Think you know all about sibling rivalry, because you lived through it, you’re still in the middle of it, or you see it at every family gathering? Take this quick test to see if your experience matches the latest research.
True or False:
1. The amount of conflict between brothers and sisters is not necessarily related to their level of affection for each other.
2. Conflict between siblings can actually help them practice conflict-resolution skills.
3. Arguments are often a way to establish different identities for brothers and sisters, which is why they are most intense between siblings who work together, are of the same sex, or are close in age.
4. Sibling rivalry can be a way to release frustration, or to displace anger toward a parent, since siblings would never dare talk to parents the way they talk to each other.
5. Open adult sibling rivalry can be a way to test parents’ favoritism, by seeing which side they take.
6. Adult sibling rivalry is usually worse when parents are around and paying attention.
7. When parents step in to try to stop adult sibling rivalry, the battling sibs often team up against their parents.
If you answered True to all seven questions, you’re probably a lifelong expert in the field of sibling rivalry. If you answered False more than half the time … maybe you’re an only child who has an only child.
Starting young, ending … Never?
Most sibling rivalry starts when we’re children, competing for parents’ attention, having difficulty sharing, or clashing over incompatible personalities, differences in abilities or achievements, or contrasts in social or sexual attractiveness. In fact, in a survey of more than 1,000 children administered for my book KidStress (Penguin, 2000) children reported being more stressed and annoyed by their siblings’ behavior than they were about dictatorial parents or disloyal and hurtful friends.
And the problem doesn’t magically disappear when we grow up. According to Psychology Today, one in three adults report still feeling sibling rivalry — and the real number is probably higher, since so many of us do not like to admit to family problems, even on anonymous surveys.
If you’re still navigating a sibling rivalry, remember this: When you’re with your extended family, you fill other roles beyond brother or sister. You’re a son or daughter, mother or father, grandparent, uncle, aunt, or in-law. You owe it to your family to put differences aside and promote fun times together.
Also: Read The 6 Things You Should Never Say
Don’t spoil everyone’s day
Don’t confront a sibling at a holiday party, birthday, or anniversary. If you have something to say, make a plan to meet together, alone, at another place and time. Or, even better, say it in a letter. When you write about what you’re feeling, you can review it before you mail or e-mail it, and decide to tone it down, or not even send it at all. Once your angry words are tossed out in a face-to-face confrontation, they can’t be erased or deleted. You’re stuck with them, and whatever escalation or retaliation they may trigger. A minute of anger can lead to a lifetime of grief. Another advantage of putting feelings in a letter is that your sibling can read and reread it in private, take the time to let your concerns sink in, and (hopefully) respond logically instead of defensively.
Say the right thing
When you’re writing or talking to a sibling about a conflict, focus on resolution, not blame. Go beyond describing your anger or hurt and discuss how to fix the problem too. If you think there’s even a chance that you’ve hurt or offended your sibling, say, “I’m sorry.” Even if you’re avoiding direct blame by saying, “I’m sorry that you feel bad” or “I’m sorry that I did something to upset you,” just including the words “I’m sorry” is crucial. Researchers have found again and again that we not only want to hear those words, but we seem to be programmed to respond positively to them! Just think how quickly many of us are ready to give politicians or celebrities a second chance when they apologize for things they’ve done or said. And then think about how hard it is for public figures to rehabilitate their images if they never say, “I’m sorry.”

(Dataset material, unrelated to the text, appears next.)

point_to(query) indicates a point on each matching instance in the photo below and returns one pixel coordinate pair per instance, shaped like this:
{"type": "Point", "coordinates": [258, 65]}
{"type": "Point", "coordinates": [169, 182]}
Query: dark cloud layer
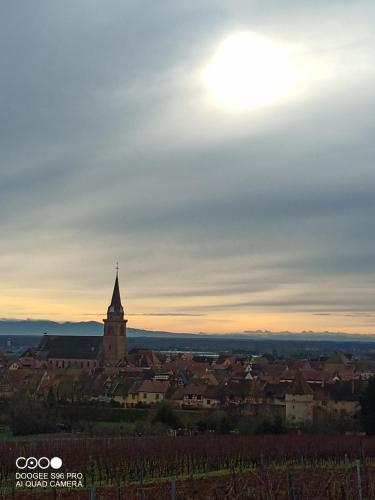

Also: Read The 5 Mistakes Even Good Grandparents Make
Find common ground
If you’re not getting along with a sibling, but will be forced to spend time together at some family event, take along something you can both respond to positively, like old family photos, or stories you can tell kids and grandkids about great times growing up. Or just keep the conversation focused on the next generation, and how wonderful your various grandkids, nieces, and nephews are.
Also: Read The 7 Grandparenting Laws You Can’t Break
Stay the course
Here’s the good news: Eventually, most siblings decide that their bonds are stronger than their conflicts. One reason, of course, is that competition for parental approval becomes a nonissue as parents age or pass away. Also, as siblings become the older generation themselves, they’re happy to have someone with whom they can share memories, finances, problems, and celebrations. In fact, that same Psychology Today survey found that more than 80 percent of siblings over the age of 60 say they’ve forgiven each other and no longer feel like rivals. Only 4 percent stay angry forever. So hang in there.